15.2 Mutualisme

2 1 0
                                    

Lari pagi? Iya sih sekarang Minggu, tapi gue lagi sibuk," keluh Lily pada temannya yang mengajak lari pagi.

Linda kontan cemberut. "Ayoo, dongg! Gue mau cerita-cerita ke lo, nihh!"

Lily menghela napasnya. Pagi-pagi telah dikejutkan dengan kedatangan Linda yang sudah berpakaian olahraga santai. Lily jadi tidak enak bila menolak. Masalahnya, ia ada janji pukul delapan pagi. Lily bersama rekan kerjanya telah sepakat untuk kumpul pada titik lokasi yang telah ditentukan di mana mereka akan merancang Zukee. Sementara sekarang telah menunjukkan pukul enam lebih. Lily yakin betul, lari pagi bersama Linda bukan sembarang lari pagi. Akan ada tingkah temannya yang mengharuskan dirinya harus berlama-lama.

Tetapi bukan Lily namanya bila tidak ada ide.

Mendengar Lily menghela napas, Linda langsung memasang wajah sedih. "Yaah, Ly, gak bisa banget ya?"

"Bisa, kok!" Lily tersenyum sambil menjentikkan salah satu matanya.
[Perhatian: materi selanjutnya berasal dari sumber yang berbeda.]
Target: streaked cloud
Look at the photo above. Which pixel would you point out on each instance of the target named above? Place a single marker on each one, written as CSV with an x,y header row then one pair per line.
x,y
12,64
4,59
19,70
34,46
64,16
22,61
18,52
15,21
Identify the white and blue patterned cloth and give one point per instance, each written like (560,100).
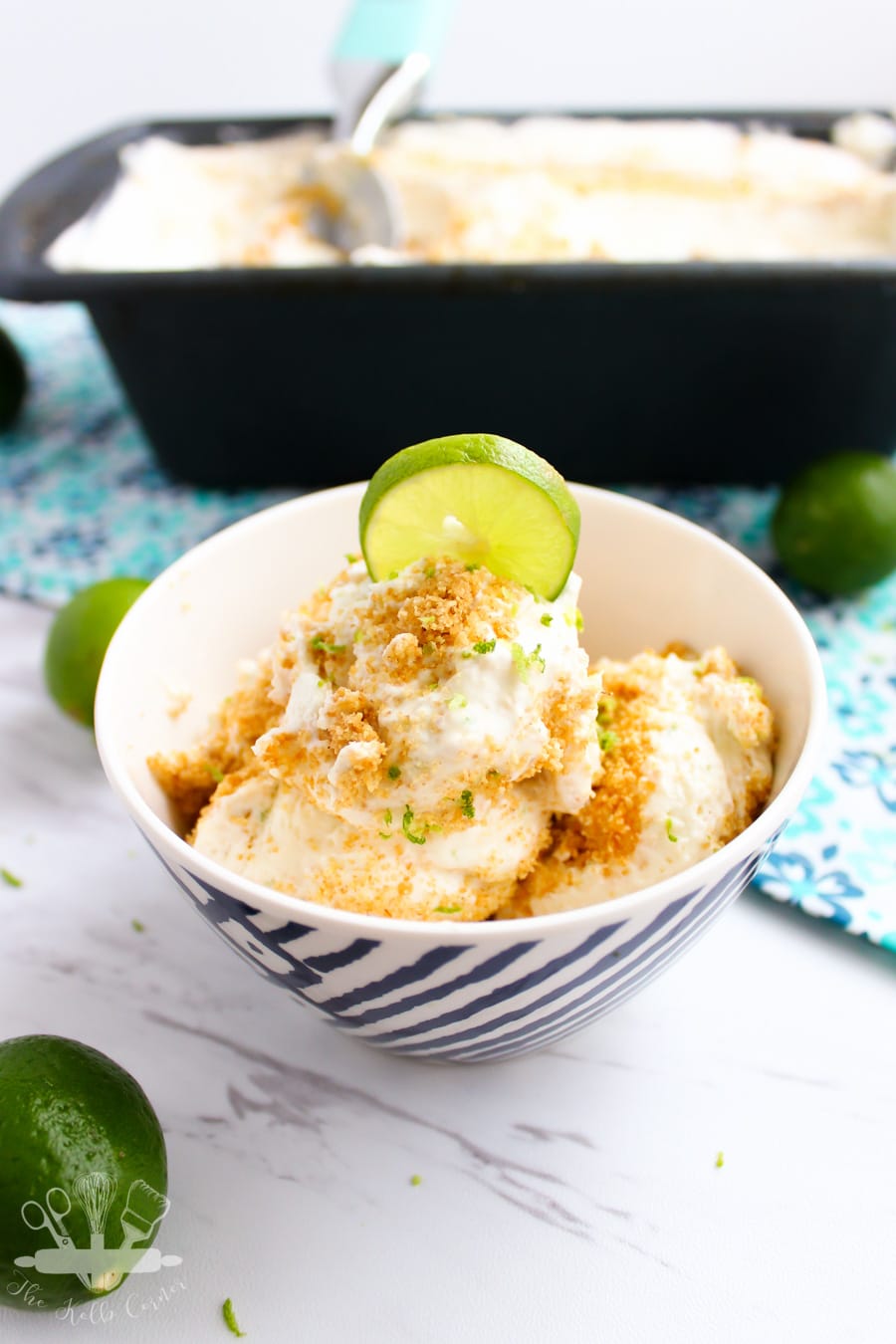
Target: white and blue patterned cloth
(81,499)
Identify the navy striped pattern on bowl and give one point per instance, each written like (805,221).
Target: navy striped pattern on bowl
(464,999)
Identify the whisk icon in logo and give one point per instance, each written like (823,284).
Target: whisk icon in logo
(99,1266)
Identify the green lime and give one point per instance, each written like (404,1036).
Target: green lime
(81,1149)
(14,382)
(834,526)
(78,640)
(473,498)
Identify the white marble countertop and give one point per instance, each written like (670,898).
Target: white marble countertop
(568,1197)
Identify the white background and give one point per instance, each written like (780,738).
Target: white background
(70,68)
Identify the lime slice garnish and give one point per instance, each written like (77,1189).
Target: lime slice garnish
(834,527)
(473,498)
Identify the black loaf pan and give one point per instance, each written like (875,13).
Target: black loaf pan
(677,372)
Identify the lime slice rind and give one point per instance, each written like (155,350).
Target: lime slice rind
(473,498)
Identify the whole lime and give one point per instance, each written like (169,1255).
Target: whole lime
(834,526)
(82,1158)
(78,640)
(14,380)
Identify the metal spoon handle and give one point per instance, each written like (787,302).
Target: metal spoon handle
(380,61)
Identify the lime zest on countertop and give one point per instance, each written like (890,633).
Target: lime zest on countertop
(230,1320)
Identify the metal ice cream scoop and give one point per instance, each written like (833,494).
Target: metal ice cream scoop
(381,58)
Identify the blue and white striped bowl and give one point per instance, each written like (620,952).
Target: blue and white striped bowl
(453,991)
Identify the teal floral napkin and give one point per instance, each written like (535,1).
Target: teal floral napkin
(81,499)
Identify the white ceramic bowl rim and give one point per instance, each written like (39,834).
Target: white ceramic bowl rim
(295,907)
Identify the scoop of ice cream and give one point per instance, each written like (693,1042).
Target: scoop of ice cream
(423,732)
(688,760)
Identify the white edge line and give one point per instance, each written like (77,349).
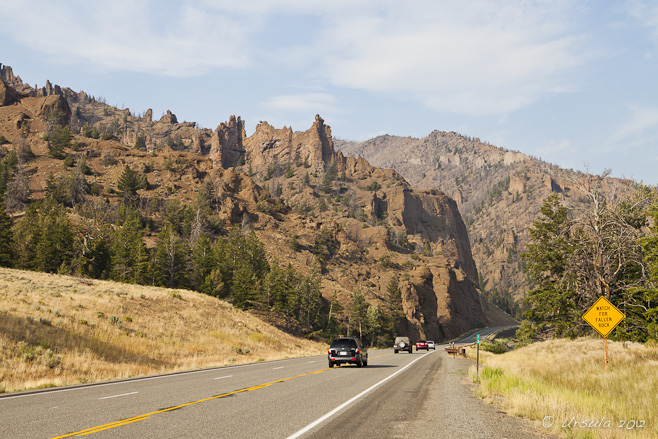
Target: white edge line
(345,404)
(116,396)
Lily segera memakai pakaian olahraga berupa baju putih berlengan pendek sedikit kebesaran dan celana training hitam. Mengikat seluruh rambutnya ke belakang dan memakai sepatu andalannya.

"Yuk!"

Lily berlari kecil keluar pekarangan indekosnya bersama Linda. Hawa pagi yang masih dikuasai kabut putih menyapa mereka berdua. Membuat lingkungan di sekitar nampak sepi sebab empunya masih nyenyak menikmati hari liburnya di kasur rebahan.

Sambil berlari santai, Linda mulai bercerita. Tatapan riangnya berubah sebal. "Gue lagi kesel sama cowok."

"Cowok? Kenapa?"

"Kasar. Gak pernah bisa hargain cewek."

"Oke," Lily berlari sambil manggut-manggut, "... lanjut, lanjut ...."

"Nih, yaa! Cowok itu lagaknya sok-sokan ...," dan mengalirlah curhatan dari seorang Linda yang pasti akan didengar baik oleh Lily. Bila yang dibicarakan tentang laki-laki, pasti akan ada sumpah serapah kata. Juga pasti akan melebar ke mana-mana, sudah seperti radio yang menyiarkan berita seputar isu terkini.

Lily hanya diam mendengarkan. Mengingat Linda bukan tipe orang yang suka dipotong pembicaraannya. Katanya, bila dia bicara selalu menggambarkan apa yang sedang dibicarakannya. Contohnya ketika ia tengah membicarakan tentang laki-laki yang kasar, Linda akan menggambarkan di pikirannya ada seorang laki-laki yang sedang bertindak kekerasan pada perempuan. Makanya, jika ada orang yang memotong ucapannya, itu sama saja memutus gambaran Linda hingga akan mati pembahasan bila disuruh untuk melanjutkan bercerita.

"Ya, pokoknya gitu, deh! Cowok itu kasar!" Linda menarik napasnya dalam-dalam setelah mengeluarkan uneg-unegnya.

Lily manggut-manggut sambil terus berlari santai. "Jadi siapa cowok yang kasar itu?" simpulnya seraya tersenyum.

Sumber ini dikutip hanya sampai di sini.